Connect with us

US News

Students have already begun landing internships for summer 2024

Published

on

/ 1853 Views
Students are landing internships for next summer, sometimes applying before this year's interns even start.

Henry Centore, a rising junior at Penn State University, accepted an internship offer from Goldman Sachs in April. His position as an investment banking analyst is not for this summer, but summer of 2024.

Centore isn’t alone, especially in finance and tech industries, employers are recruiting increasingly early, often before this year’s internships even begin.

The internships that hire early tend to be some of the highest-paying, according to Goldman Sachs, a summer analyst’s base salary ranges from $65,000 to $85,000. Google, which had a June 12 deadline for a software engineering internship position, pays around $6,454 a month, according to Glassdoor.

In contrast, the average annual starting salary for Class of 2021 college graduates was $58,862, according to the National Association of Colleges and Employers.

Since his freshman year of college, Centore has been involved with the Penn State Investment Association, which is open to all Penn State students. Later his freshman year, he applied for the Nittany Lion Fund, a hedge fund within PSIA that manages around $13 million, which provided Centore with the technical skills he felt helped him when he started applying for 2024 internships last January.

MORE: College students on affirmative action, race and admissions: In their own words

Within PSIA, Centore described a feeling of competitiveness because students will likely be applying for the same summer internships. Centore noted at least five other Penn State students accepted internships with Goldman Sachs.

“It just drove us to want to work harder and make the best of ourselves and of our time at Penn State,” Centore said.

The same week he received Goldman Sachs’ offer, Centore received one from another bank. After speaking with employees at both banks to get an idea of company culture, he ultimately chose Goldman Sachs.

Joy Qu, a rising sophomore at Yale University with interests in economics and data Science, studied abroad this summer at the London School of Economics. Qu's summer included an array of classes, including Financial Statement Analysis for Investment Banking and Asset Management, which came highly recommended by her varsity squash teammates to prepare for opportunities in the job market.

According to the LSE Summer School’s website, the 2023 student rate for two sessions is £4,650, totaling a little more than $5,900.

MORE: Headed to college? For many, student loan debt remains the only option

"Of course, there's some kind of pressure [to land an internship offer quickly]," Qu said. "But personally, I am preparing myself with technical skills."

This past academic year, Qu was accepted into Yale’s Urban Philanthropic Fund, a student-run investment fund that has an application process.
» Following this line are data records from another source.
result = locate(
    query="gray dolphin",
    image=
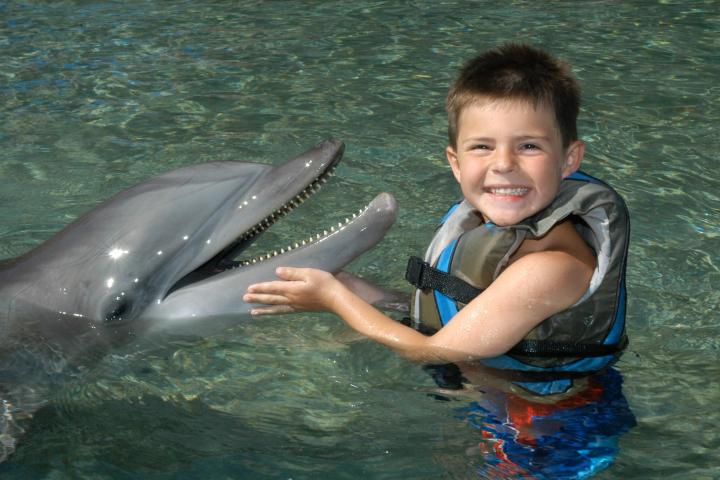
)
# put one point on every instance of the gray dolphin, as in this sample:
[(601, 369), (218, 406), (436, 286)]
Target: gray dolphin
[(156, 256)]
Similarly to applying for an internship, students submit an application and can be selected for subsequent interviews with investment strategy questions.
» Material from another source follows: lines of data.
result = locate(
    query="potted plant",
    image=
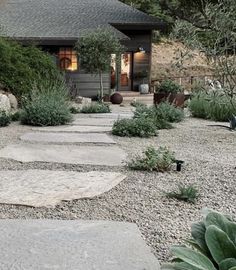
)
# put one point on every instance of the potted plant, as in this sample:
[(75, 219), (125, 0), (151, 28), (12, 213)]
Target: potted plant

“I think that's all just good experience to prepare me in the future for an internship,” Qu said.

Qu has already completed two rounds of interviews for one 2024 finance internship, which consisted of a behavioral interview, technical questions and a case study.

David Ross is the Director of Undergraduate Career Initiatives at the University of Pennsylvania, where many students are interested in finance careers. Throughout his career, Ross has seen yearly fluctuations in the recruiting cycle.

But generally, he says, finance internships start recruiting the earliest. When Ross first arrived at UPenn in 2007, he remembers that summer internships were often offered in the spring of that same year, albeit still slightly earlier than other industries. Now, many finance students accept internships for the summer after junior year during the spring of sophomore year, as Centore did.

“Financial services, I would say, has been the one sector that has changed the most from year to year,” Ross said. “The process seems to creep earlier and earlier each year. I think that firms look at their competitors. They're very much cognizant of what their competition within the industry is doing.”

This trend seems to extend to post-graduate jobs as well: in the Undergraduate Industry Reports UPenn releases every year, 42% of respondents in 2018 in the financial services industry said they accepted an offer in August the year before or earlier. By 2022, a new category for July 2021 or earlier had been added, to which 10% of respondents said yes, and an additional 54% accepted offers in August.

To best advise his students, Ross has regular conversations with employers and peers at other universities to get information about what the application process will look like.

Throughout his recruiting cycle, Centore reached out to school alumni for support, both for application tips and networking coffee chats.

“I owe everything to the alumni who are there right now and the alumni who advocated to HR and things like that to hire from Penn State,” Centore said. “Without them, no one from Penn State in my year would be going to Goldman Sachs or numerous other really prestigious financial firms.”